Hacker1 wants to steal this recording to use as blackmail. He Hacks on the Fly to create a Security account and starts digging around.

...but wait! Two other hackers also overhear the conversation and manage to Hack on the Fly to create their own security accounts. Seeing that there is already competition for the goods, they set their Agents (already loaded on their own commlinks) to fight each other and start searching.

My question (finally):

None of these programs/personas/agents are loaded directly onto Mr. Bodyguard's commlink. Therefore, is it ok that 3 personas, 2 agents, and about 30 programs are active in here at once (besides any Mr. Bodyguard has running)? Is there any degradation in the node from this?
Adarael
Shouldn't be, because I/O speed has no hard rules attached to it in 4th. And I don't personally think there's anything wrong with this, since the 30 programs are only interacting with each other in the most peripheral of ways, the personas are largely running on their home nodes as well, and the agents are just querying dats. This is like if I remote login to your computer, but it only updates what I'm doing each time I input a command. That won't slow you down much.
sabs
They need to fundementally fix the MAtrix stuff.

The power/etc you have should be limited by which ever is LOWER the node you are hacking FROM and the node you are hacking To.

Subscription limits should also work both ways, and not be /per persona/ but be per system.
Adarael
No, I disagree there, because it fundamentally breaks the necessities of the genre: that hacking is both useful and doable. Also, because *right now* I am doing ten bajillion things to an Xbox dev kit that involve a ton of programs but doesn't slow the dev kit down any, because said programs are all running on this computer except for when I execute specific commands on the dev kit, and then all it does it give me basic data. Subscription by node... sure, maybe. I haven't looked at the fallout that would cause, but that seems more reasonable.
sabs
Yeah, but if you're remoted into another machine, and doing harddrive searches smile.gif that does slow the machine down.

Data Search+browse /really/ ought to be run on the target PC.

Adarael
Sure, but it doesn't slow *my* computer down all that much. I don't think it would slow down a super-machine from 2072 capable of giving me full sensory input by a noticeable amount unless it was a toaster with several thousand people dialing in, giving it toast orders. Think of it like a network printer: do multiple print orders appreciably slow the printer down? Not to the extend that you'll notice, no. Functionally, print spooling is only slowed byt paper jams, even when many people are feeding print jobs to the network printer, because only the "print" command is transmitted until the printer has time to actually recieve the documents to be printed.

Basically, you CAN make it so certain programs are run on the target node, but I don't think the bookkeeping would make it worthwhile, for the most part. In a perfect world, I'd love to have that kind of thing simulated, but *I* sure as hell don't wanna keep track of it.

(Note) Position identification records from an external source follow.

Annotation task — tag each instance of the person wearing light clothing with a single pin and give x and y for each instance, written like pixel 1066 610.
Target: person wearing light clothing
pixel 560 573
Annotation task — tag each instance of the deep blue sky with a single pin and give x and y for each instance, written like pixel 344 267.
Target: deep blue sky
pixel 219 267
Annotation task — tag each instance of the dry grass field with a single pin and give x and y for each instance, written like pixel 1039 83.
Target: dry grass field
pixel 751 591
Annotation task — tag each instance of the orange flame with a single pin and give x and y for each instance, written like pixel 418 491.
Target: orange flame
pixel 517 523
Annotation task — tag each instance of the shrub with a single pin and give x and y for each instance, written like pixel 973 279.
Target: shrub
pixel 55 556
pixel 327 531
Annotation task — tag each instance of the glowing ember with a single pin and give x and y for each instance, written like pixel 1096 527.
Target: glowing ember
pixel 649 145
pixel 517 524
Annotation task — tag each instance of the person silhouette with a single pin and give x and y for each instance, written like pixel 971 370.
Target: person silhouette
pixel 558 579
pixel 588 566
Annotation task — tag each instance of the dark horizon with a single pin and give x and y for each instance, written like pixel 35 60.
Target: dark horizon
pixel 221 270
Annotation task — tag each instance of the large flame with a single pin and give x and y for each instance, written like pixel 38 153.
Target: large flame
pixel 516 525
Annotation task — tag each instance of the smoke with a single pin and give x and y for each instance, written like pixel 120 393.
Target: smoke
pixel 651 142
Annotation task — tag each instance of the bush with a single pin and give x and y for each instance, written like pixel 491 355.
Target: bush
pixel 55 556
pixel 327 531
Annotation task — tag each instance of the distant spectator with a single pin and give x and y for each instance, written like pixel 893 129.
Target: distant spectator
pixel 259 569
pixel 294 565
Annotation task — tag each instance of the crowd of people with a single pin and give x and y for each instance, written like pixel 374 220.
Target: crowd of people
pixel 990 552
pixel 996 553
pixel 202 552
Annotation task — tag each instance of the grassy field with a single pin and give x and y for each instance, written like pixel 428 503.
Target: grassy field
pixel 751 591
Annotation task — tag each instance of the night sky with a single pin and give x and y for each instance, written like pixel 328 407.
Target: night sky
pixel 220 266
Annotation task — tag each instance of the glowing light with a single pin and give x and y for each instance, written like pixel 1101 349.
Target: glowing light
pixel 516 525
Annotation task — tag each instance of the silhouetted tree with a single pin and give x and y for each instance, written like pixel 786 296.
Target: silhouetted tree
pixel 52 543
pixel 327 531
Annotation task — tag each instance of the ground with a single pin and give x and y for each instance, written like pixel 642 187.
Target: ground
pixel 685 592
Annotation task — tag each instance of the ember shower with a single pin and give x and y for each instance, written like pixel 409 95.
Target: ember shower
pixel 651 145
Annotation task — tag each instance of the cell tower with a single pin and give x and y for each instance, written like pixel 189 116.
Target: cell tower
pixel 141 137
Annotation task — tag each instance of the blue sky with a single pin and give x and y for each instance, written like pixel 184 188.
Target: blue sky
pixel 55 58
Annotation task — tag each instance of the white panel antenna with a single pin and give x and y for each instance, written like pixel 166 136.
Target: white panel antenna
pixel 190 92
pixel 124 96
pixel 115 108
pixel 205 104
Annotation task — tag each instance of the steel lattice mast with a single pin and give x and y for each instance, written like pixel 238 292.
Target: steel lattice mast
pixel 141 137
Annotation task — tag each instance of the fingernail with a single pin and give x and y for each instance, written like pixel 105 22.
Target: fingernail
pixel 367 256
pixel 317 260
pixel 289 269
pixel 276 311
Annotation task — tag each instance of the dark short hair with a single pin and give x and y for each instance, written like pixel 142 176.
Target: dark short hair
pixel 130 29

Edit: To make myself clearer, a search function on one of my drives here at work will slow down that drive to the point where I'll notice, yes. There's no search index on that drive. But if you run a search on my other drive, it won't, because everything on that drive is indexed to hell and back. I can run a findstr on that drive and tell it "Find me all XML and XAML files with the phrase "dingus" in them within these directories, and show me where in the file it appears." It takes about 3 seconds, but doesn't slow anything else down, because it's just referencing the index tables and then double-checking to make sure nothing slipped by. I don't know how those index tables work, or how they're so small, or why it's fast, or any of that. I just know that's what I experience.